Virtualization performance testing tips
posted by John Troyer (VMWare) on August 20, 2008
I attended an interesting Chalk Talk today from Intel's Kshitij Doshi and Ashok Emani: "Taming the Complexity of Studying Performance Under Virtualization". They walked through the development of a server consolidation study usng the vConsolidate Framework. Performance testing of virtualized systems is fraught with complexities, especially when you're trying to say something about real-world scenarios with multiple virtual machines.
Kshitij and Ashok walked us through their methodology and experiences. To oversimplify, when you're dealing with multiple workloads on top of a hypervisor, you not only have many points of failure (like apps or testing frameworks crashing), you also now have many ways for bottlenecks to arise (in CPU, disk, I/O, memory), and often the hypervisor helpfully hides those bottlenecks in an attempt to do production-level resource allocation over all its virtual workloads.
Their list of "common sources of errors and anomolies" is worth a paper of its own, as you can tell it comes from long experience, but for this blog post let me just hit the headers of their slides on "common pitfalls." After reading this, I hope you will think twice before just firing up a quick timer on a process in a virtual machine. It's probably not telling you what you think it's telling you! (Most real-world virtualized workloads are not performance-bound, anyway, but that's a whole other conversation.)
- Time drift
- Unmonitored failures (loadsim, webbench)
- Disk space
- Spurious interrupts, network isolation
- IOPS contention
- Client instabilities (memory leaks, MTU, login failurers)
- VMM "knobs"
- Guest OS knobs -- Ticklessness (avoiding context switches)
- Application tuneables -- Java heap and large page tuneables
- Affinitization (shared caches on multicore machines can help or hurt)
- Service packs and application versions
- Client memory exhaustion
- VMM memory fragmentation, oversubscription
- BIOS or hardware "knobs"
For more information on vConsolidate, check out this paper from the Intel Developer Journal, Redefining Server Performance Characterization for Virtualization Benchmarking. Tom Adelmeyer gives some context in this video presentation on the Intel Software Network: Virtualization Performance Testing with vConsolidate.
Over at VMware, we have also developed a framework known as VMmark, and our performance team often publishes results at VROOM!, the VMware performance blog, which is interesting reading if you're a performance geek or just trying to get a sense of how hypervisors scale in 2008. Both VMware and Intel are also working together with SPEC to develop an industry-wide benchmark for virtualized systems.
Comments (3)
tagged: benchmarking, idf, idf2008, performance, virtualization


Comments
Aug 20 | Bryan Rhoads said:
Hey John - Great post and nice to have you aboard!
Aug 21 | Stephen A Readan said:
Hi John,
Having gone through the woes of Performance Testing on a virtualised environment I enjoyed reading this.

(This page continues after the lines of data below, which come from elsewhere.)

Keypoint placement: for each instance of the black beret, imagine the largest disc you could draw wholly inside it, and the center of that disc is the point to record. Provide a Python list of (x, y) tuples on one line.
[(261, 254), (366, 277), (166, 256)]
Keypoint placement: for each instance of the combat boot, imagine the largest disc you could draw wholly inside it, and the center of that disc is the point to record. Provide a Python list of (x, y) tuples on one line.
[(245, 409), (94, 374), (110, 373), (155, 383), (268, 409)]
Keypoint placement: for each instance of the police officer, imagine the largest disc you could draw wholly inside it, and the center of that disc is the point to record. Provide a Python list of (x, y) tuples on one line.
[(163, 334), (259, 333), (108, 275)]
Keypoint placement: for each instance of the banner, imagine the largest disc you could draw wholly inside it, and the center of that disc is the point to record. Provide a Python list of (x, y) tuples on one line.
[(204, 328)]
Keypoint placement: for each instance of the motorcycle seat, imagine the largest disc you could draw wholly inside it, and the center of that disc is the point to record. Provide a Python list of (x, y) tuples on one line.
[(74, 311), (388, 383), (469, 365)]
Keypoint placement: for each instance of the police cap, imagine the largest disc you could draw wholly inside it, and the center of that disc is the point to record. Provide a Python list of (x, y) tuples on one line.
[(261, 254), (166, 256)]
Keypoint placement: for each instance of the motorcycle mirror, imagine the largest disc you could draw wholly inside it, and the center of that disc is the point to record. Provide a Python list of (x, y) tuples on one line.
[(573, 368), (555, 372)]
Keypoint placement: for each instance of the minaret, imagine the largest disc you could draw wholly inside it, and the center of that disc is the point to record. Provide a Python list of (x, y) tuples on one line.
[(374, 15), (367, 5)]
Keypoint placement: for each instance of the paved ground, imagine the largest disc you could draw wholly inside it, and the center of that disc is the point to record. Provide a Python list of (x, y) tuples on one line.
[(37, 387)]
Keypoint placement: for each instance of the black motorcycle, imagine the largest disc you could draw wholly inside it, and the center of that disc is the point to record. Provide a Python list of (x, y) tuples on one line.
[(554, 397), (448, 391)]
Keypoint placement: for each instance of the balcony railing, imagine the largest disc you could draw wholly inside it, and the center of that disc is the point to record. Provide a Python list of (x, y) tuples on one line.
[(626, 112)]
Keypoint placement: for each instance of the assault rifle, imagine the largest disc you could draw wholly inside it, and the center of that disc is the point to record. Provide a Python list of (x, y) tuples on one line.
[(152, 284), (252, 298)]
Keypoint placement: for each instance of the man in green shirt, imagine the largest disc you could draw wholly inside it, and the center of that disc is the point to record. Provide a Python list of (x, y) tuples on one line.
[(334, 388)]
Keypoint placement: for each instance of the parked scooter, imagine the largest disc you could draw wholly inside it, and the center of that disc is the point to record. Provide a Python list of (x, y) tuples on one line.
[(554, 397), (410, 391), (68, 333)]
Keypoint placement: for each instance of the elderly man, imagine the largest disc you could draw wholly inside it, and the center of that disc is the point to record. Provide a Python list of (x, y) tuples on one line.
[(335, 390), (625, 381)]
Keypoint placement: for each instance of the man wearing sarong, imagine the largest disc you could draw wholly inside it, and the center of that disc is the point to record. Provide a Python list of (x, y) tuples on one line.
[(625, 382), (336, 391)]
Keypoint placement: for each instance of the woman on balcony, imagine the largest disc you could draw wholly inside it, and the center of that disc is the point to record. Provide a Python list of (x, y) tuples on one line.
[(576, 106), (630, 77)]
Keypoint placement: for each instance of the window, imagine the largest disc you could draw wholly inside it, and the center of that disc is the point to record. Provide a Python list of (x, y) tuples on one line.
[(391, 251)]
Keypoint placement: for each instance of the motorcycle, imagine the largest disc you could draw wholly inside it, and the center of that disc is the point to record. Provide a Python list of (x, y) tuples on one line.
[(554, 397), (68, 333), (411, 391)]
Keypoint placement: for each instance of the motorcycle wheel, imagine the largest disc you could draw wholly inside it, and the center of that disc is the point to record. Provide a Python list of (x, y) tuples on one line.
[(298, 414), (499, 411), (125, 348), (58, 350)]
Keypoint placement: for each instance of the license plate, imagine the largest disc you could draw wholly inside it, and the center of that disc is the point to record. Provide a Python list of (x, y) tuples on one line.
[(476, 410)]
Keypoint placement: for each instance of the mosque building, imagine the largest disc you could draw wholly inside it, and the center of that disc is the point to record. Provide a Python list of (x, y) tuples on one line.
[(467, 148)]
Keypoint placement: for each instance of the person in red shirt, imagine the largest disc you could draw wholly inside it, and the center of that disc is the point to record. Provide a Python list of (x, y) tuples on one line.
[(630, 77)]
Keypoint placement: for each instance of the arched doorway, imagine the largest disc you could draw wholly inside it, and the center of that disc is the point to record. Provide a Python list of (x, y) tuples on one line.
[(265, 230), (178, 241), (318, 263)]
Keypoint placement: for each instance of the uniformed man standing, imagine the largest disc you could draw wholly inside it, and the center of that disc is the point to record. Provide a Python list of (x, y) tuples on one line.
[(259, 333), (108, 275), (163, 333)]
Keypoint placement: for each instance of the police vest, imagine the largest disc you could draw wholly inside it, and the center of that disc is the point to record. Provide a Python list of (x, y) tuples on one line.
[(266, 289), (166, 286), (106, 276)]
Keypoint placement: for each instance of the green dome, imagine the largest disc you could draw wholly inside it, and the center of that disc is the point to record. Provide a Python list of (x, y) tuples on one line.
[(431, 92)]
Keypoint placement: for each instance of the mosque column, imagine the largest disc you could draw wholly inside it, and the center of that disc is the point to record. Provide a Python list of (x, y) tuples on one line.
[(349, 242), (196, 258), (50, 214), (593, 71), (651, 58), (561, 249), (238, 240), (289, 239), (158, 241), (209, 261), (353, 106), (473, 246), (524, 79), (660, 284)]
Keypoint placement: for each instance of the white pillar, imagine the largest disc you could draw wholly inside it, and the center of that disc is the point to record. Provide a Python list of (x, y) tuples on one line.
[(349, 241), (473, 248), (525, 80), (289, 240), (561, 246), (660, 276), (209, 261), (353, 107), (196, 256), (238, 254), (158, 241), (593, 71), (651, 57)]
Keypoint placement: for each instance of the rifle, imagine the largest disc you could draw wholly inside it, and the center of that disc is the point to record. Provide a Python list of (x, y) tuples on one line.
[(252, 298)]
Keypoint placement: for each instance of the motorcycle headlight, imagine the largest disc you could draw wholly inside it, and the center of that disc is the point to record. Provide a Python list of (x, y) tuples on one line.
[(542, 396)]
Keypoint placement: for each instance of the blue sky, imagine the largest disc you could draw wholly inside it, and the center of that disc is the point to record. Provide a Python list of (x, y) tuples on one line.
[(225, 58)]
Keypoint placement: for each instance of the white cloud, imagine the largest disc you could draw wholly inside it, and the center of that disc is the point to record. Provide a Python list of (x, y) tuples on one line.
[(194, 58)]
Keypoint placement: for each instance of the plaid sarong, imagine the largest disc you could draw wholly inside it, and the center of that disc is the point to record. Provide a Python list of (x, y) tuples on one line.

The problems we unearthed were disk access speeds been too slow - this was a GIS application with very large maps being generated. The only solution they could come up with was to de-vrtualised parts of the environment.
Regards,
Stephen
Aug 21 | John Troyer (VMWare) said:
@Stephen: virtual I/O performance has gotten better (see 100,000 I/O Operations Per Second, One ESX Host), and from what I’m seeing here at IDF with what’s coming with VMDirectPath (more on that later) and Nehalem, we will be able to have our cake (direct access to network and storage devices) and eat it too (live migration and other virtualization goodness).
Even today, most workloads are fine and performance is not an issue, but you do have to watch for the outliers, like in your case. Glad that you got to keep some of it virtual!